Bivariate Normal Distribution – derivation of the covariance and correlation by integration of the probability density

In a previous post of this blog we have derived the functional form of a bivariate normal distribution [BND] of a two 1-dimensional random variables X and Y). By rewriting the probability density function [pdf] in terms of vectors (x, y)^T and a matrix Σ^-1 we recognized that a coefficient appearing in a central exponential of the pdf could be identified as the so called correlation coefficient describing a linear coupling of our two random variables X and Y. In this post I shall show how one can derive the covariance and the correlation coefficient the hard way by directly integrating the BND’s probabilty density function.

A bit of motivation first

Just to motivate those of my readers a bit who may ask themselves what bivariate distributions have to do with Machine Learning. The following feature image shows data points forming a bivariate normal distribution whose pdf can be described by the type of function discussed in the preceding post and below.

The data points correspond to vectors in the multidimensional latent space of a Convolutional AutoEncoder [CAE]. Each vector represents an image of a face after having been encoded by the encoder part of the trained CAE. The vector’s endpoints were projected onto a 2-dim coordinate plane of the basic Euclidean Coordinate System [ECS] spanning the latent space. We see that the contours of the resulting (projected) two 2-dimensional probability density are concentric ellipses whose main axes all point in the same directions. The axes of the ellipses obviously are rotated against the ECS axes. In future posts of this blog we will proof that the rotation angle of such ellipses directly depend on the correlation coefficient between underlying 1-dimensional distributions. The math of bivariate and multivariate distributions is also of further importance in ML-applications applied to data of industrial processes.

Formal definition of the covariance of two random variables X and Y

Let us abbreviate the expectation values of the random variables X and Y as E[X]) and E[Y], respectively. Then the formal definition of the covariance of X and Y is:

\[ Cov(X, Y) \,=\, E \left[ \, \left( X – E \left[ X \right] \right) \left( Y – E\left[ Y \right] \right) \, \right] \, = \, E \left[ XY \right] \,-\, E \left[ X \right] E \left[ Y \right] \tag{1} \]

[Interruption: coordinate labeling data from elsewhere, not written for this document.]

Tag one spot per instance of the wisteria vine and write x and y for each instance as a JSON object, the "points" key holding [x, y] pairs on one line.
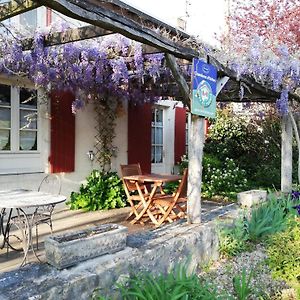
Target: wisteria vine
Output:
{"points": [[113, 65]]}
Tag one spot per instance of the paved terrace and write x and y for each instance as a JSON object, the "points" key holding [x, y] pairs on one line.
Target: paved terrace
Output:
{"points": [[66, 220]]}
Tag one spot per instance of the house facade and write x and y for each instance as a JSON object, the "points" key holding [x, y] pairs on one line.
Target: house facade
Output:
{"points": [[39, 133]]}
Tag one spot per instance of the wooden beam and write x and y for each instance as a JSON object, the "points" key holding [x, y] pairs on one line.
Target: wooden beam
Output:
{"points": [[16, 7], [180, 80], [78, 34], [69, 36], [102, 17]]}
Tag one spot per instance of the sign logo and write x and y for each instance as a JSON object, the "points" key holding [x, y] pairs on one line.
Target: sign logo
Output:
{"points": [[204, 94], [204, 86]]}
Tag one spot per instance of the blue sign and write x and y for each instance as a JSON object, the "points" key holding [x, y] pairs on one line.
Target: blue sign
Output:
{"points": [[204, 87]]}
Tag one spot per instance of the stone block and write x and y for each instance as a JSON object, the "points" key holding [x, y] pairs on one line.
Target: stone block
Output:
{"points": [[251, 198], [71, 248]]}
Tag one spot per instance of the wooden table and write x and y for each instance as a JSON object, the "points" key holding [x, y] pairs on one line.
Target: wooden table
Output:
{"points": [[156, 180], [19, 200]]}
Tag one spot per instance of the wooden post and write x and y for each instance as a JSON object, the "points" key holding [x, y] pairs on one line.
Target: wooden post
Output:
{"points": [[196, 143], [286, 154]]}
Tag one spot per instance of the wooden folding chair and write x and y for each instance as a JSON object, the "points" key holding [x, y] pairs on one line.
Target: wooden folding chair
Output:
{"points": [[171, 207], [131, 189]]}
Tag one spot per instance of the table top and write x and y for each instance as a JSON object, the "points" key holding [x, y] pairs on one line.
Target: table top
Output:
{"points": [[153, 178], [27, 198]]}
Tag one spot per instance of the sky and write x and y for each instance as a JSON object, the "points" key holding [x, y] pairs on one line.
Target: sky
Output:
{"points": [[205, 17]]}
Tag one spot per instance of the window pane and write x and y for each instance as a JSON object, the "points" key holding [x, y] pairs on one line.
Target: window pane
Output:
{"points": [[28, 140], [152, 154], [153, 116], [159, 116], [4, 95], [29, 20], [153, 135], [159, 136], [4, 117], [158, 154], [4, 139], [28, 119], [28, 98]]}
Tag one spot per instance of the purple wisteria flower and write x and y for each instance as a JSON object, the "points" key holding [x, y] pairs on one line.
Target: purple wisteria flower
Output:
{"points": [[77, 105], [297, 207], [282, 103]]}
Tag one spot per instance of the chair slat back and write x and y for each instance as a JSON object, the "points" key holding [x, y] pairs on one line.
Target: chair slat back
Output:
{"points": [[182, 189], [128, 170], [50, 184]]}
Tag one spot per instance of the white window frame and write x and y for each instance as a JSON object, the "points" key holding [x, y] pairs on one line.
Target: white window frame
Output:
{"points": [[16, 161], [154, 125], [15, 110]]}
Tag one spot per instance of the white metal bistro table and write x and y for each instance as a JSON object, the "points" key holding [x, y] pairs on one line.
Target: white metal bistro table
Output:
{"points": [[19, 200]]}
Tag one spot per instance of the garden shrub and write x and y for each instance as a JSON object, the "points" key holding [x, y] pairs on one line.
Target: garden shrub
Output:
{"points": [[218, 178], [283, 250], [233, 239], [222, 180], [177, 284], [266, 219], [271, 217], [103, 190], [252, 141]]}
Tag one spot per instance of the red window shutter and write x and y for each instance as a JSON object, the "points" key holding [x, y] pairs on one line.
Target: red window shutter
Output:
{"points": [[206, 127], [62, 150], [48, 16], [139, 135], [179, 144]]}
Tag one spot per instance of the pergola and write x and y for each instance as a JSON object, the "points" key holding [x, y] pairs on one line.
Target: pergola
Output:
{"points": [[113, 16]]}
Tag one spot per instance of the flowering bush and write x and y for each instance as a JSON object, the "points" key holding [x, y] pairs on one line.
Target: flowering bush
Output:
{"points": [[224, 180], [102, 191]]}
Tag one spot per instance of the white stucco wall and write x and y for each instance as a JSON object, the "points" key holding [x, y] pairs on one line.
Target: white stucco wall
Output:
{"points": [[85, 123]]}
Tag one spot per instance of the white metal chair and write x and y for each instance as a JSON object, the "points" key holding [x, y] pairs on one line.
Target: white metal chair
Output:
{"points": [[50, 184]]}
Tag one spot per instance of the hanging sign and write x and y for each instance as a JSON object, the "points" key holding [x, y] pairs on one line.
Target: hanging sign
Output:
{"points": [[204, 86]]}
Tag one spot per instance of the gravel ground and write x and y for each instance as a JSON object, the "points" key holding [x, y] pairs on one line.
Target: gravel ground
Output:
{"points": [[262, 285]]}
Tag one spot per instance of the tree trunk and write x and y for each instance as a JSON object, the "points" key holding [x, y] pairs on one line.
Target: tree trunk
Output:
{"points": [[196, 143], [286, 154]]}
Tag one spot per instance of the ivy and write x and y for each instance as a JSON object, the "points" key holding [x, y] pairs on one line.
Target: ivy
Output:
{"points": [[103, 190]]}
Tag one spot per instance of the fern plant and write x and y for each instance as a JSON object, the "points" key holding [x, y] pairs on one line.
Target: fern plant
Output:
{"points": [[241, 285], [176, 285], [103, 190]]}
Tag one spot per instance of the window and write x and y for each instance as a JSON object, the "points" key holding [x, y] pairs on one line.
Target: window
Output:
{"points": [[18, 119], [187, 134], [157, 136], [28, 20]]}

XY is a combined two-dimensional distribution, which is defined by a probability density function g(x,y) resulting from a probability g_x(x) of X assuming x and a conditional probability c_y(y|x) of Y assuming y under the condition of X=x.

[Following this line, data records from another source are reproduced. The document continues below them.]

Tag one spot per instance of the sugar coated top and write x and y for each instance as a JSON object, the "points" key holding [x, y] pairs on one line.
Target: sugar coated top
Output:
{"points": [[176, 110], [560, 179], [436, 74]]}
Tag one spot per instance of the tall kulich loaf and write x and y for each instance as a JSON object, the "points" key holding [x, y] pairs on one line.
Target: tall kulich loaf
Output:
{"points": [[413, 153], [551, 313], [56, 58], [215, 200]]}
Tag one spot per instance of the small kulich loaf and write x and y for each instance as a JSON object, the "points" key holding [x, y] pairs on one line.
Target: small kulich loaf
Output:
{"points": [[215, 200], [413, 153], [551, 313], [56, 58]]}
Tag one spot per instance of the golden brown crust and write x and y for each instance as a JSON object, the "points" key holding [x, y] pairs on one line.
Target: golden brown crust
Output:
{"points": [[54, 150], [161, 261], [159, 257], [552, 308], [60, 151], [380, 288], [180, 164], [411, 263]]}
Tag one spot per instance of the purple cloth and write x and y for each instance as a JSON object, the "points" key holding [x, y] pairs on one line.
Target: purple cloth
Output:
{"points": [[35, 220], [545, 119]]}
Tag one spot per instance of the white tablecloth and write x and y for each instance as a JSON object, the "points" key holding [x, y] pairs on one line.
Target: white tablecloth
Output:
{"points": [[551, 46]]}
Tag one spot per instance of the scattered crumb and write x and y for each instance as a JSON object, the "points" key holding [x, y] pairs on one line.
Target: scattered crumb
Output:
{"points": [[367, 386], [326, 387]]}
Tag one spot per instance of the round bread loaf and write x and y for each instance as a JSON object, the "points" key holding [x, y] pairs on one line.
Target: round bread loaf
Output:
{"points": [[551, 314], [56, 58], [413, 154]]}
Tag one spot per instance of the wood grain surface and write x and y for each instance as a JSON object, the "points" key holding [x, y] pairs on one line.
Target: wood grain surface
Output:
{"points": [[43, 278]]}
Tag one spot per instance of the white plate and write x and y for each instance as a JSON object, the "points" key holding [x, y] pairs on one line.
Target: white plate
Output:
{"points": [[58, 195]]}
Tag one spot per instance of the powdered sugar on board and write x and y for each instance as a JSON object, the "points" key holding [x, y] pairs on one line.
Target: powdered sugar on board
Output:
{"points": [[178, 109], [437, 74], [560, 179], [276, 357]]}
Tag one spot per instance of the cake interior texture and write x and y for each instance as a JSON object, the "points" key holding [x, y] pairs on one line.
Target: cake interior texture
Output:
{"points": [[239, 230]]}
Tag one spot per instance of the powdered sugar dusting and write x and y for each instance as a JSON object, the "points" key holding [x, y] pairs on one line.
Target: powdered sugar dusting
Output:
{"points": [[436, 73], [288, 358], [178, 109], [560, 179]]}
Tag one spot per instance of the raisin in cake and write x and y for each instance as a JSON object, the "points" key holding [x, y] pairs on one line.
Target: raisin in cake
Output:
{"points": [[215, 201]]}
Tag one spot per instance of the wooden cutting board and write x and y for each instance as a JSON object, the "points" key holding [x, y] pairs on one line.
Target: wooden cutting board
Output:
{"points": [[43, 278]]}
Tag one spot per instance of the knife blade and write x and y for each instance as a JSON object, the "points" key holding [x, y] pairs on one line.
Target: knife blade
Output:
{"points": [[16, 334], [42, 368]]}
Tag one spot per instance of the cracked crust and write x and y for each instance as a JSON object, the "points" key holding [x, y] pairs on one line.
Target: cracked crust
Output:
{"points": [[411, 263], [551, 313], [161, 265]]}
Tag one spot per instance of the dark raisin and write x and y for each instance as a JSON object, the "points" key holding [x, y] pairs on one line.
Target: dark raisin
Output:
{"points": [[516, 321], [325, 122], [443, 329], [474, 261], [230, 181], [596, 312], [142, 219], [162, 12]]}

\[ g(x,y) = c_y(y|x) * g_x(x) \,=\, c_x(x|y) * g_y(y) \]

The second part giving rise to symmetry arguments. Then in general we have

\[ E\left[ X Y \right] \,=\, \int_{- \infty}^{\infty} \int_{- \infty}^{\infty} xy \, g(x, y) \, dxdy \, .\tag{4} \]

The correlation coefficient ρ for the two random distributions is defined by looking at the standardized distributions :

\[ X_n \, =\, { X – E[X] \over \sigma_x}, \quad X_n \, =\, { X – E[X] \over \sigma_x} \, \Rightarrow \, \rho_{X,Y} \,=\, Cov(X_n, Y_n) \]

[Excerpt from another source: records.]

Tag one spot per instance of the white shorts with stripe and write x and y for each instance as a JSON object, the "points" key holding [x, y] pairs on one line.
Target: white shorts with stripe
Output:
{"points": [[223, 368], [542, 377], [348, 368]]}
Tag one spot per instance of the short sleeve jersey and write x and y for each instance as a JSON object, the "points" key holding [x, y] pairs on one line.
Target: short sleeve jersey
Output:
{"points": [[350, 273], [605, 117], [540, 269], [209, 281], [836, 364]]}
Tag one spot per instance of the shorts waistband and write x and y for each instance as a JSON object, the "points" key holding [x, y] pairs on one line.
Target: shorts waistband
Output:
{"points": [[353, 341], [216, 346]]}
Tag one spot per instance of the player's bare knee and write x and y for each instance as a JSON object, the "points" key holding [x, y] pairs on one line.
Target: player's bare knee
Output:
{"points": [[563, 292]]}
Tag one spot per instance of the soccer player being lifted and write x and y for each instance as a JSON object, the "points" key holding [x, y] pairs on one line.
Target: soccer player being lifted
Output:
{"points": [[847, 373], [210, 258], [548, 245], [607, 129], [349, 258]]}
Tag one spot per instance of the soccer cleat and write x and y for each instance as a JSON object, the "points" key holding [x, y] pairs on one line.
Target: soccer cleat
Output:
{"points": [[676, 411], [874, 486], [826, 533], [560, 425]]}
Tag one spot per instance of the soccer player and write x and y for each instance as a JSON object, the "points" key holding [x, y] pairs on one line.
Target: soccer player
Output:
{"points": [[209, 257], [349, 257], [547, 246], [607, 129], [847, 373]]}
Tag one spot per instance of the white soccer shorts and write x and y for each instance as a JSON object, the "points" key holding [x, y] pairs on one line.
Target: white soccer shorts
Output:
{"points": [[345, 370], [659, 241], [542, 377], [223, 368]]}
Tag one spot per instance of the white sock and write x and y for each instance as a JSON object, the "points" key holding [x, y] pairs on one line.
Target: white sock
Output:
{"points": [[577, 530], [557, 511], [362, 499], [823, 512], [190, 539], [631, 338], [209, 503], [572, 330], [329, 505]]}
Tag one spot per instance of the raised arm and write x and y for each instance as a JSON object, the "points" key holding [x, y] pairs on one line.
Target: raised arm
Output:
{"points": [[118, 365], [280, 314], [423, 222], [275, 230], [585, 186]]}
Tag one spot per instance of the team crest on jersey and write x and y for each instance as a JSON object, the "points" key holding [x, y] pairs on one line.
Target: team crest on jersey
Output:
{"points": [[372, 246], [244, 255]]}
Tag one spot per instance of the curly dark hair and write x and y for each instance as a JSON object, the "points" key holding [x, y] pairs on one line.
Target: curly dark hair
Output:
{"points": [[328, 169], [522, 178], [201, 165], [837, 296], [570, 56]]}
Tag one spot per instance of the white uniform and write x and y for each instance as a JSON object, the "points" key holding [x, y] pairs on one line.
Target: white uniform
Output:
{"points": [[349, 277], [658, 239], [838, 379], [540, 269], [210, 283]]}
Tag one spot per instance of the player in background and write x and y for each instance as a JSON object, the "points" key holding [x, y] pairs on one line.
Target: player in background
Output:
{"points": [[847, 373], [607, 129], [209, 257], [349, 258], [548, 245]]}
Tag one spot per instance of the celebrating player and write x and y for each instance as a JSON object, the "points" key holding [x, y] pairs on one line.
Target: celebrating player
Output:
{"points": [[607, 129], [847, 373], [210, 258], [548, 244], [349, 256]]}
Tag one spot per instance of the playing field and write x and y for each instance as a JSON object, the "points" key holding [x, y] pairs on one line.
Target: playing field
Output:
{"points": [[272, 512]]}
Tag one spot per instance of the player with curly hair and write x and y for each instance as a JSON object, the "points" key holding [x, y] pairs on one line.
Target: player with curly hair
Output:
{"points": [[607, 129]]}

which after some elementary consideration gives us

\[ \rho_{X,Y} \,=\, {Cov(X, Y) \over \sqrt{ Var[X] } \sqrt{Var[Y] } } \,=\, {Cov(X, Y) \over \sigma_x \ \sigma_y } \tag{2} \]

To simplify the following steps we choose a 2-dimensional Euclidean coordinate system [ECS] centered such that E[X] = 0 and E[Y] = 0.

\[ \mbox{centered ECS :} \quad E \left[ X \right] = E \left[ Y \right] = 0 \, \Rightarrow \, Cov(X, Y) \,=\, E \left[ X Y \right] \tag{3} \]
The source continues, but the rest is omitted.